Keterlibatan militer dalam politik sebuah negara akan berdampak pada demokrasi negara tersebut, dimana keterlibatan militer dapat mempengaruhi berhasil atau gagalnya proses demokratisasi itu sendiri. Selain itu, keterlibatan militer dalam politik dikhawatirkan berimbas kepada profesionalitasnya. Intensitas peran militer akan habis dalam dunia politik praktis, sementara tugas utamanya sebagai pertahanan negara akan terpinggirkan. Dan keterlibatan militer yg masih ada sekarang itu adalah keterlibat militer dalam politik praktis, yang memang sudah sangat lama yaitu semenjak masa orde lama saat pemerintahan presiden Soekarno. Terdapat dampak negatif jika hal ini masih diterapkan, beberapa diantaranya yaitu militer yang turut memegang kekuasaan negara membuat demokrasi terkikis.
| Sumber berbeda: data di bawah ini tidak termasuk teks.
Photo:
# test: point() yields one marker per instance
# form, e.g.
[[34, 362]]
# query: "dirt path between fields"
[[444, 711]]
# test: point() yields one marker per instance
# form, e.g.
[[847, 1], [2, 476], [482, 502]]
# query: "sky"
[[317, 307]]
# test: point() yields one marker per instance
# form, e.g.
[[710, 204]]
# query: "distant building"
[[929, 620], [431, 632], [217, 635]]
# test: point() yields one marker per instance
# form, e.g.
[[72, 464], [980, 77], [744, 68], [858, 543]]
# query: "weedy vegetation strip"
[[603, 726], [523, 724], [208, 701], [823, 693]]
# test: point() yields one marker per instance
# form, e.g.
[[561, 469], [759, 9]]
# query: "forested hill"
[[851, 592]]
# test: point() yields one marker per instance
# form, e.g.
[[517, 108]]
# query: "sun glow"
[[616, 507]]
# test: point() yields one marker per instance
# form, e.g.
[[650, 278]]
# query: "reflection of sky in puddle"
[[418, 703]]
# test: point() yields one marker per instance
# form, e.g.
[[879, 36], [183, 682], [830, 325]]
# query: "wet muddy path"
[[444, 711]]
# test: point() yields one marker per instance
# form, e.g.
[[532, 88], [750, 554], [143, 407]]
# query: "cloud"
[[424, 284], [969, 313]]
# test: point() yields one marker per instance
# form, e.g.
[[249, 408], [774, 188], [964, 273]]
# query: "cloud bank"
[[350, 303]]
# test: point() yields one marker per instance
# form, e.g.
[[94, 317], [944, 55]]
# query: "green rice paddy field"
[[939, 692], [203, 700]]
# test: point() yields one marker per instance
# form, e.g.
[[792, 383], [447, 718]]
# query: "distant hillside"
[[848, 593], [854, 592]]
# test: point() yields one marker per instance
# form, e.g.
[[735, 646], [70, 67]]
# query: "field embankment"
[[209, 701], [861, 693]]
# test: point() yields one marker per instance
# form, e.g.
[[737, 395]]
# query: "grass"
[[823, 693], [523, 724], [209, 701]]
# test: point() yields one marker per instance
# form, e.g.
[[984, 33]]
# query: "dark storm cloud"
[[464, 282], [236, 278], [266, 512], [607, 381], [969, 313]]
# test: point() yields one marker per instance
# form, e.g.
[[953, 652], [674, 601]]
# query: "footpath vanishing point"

Namun dalam kekuasaan yang dipegang militer ini kerap terjadi pelanggaran HAM serhingga sering terjadi kerusuhan yang dikarenakan sikap otoriter dari pihak militer yang memegang senjata dianggap terlalu keras saat mencampuri urusan sipil negara. Selain itu terdapat dampak positif yang dimana kedispilinan masyarakat di negara tersebut meningkat.

Namun di era sekarang, campur tangan militer dalam sistem politik di Indonesia sedikit demi sedikit dihilangkan/dihapus untuk menciptakan prajurit yang profesional.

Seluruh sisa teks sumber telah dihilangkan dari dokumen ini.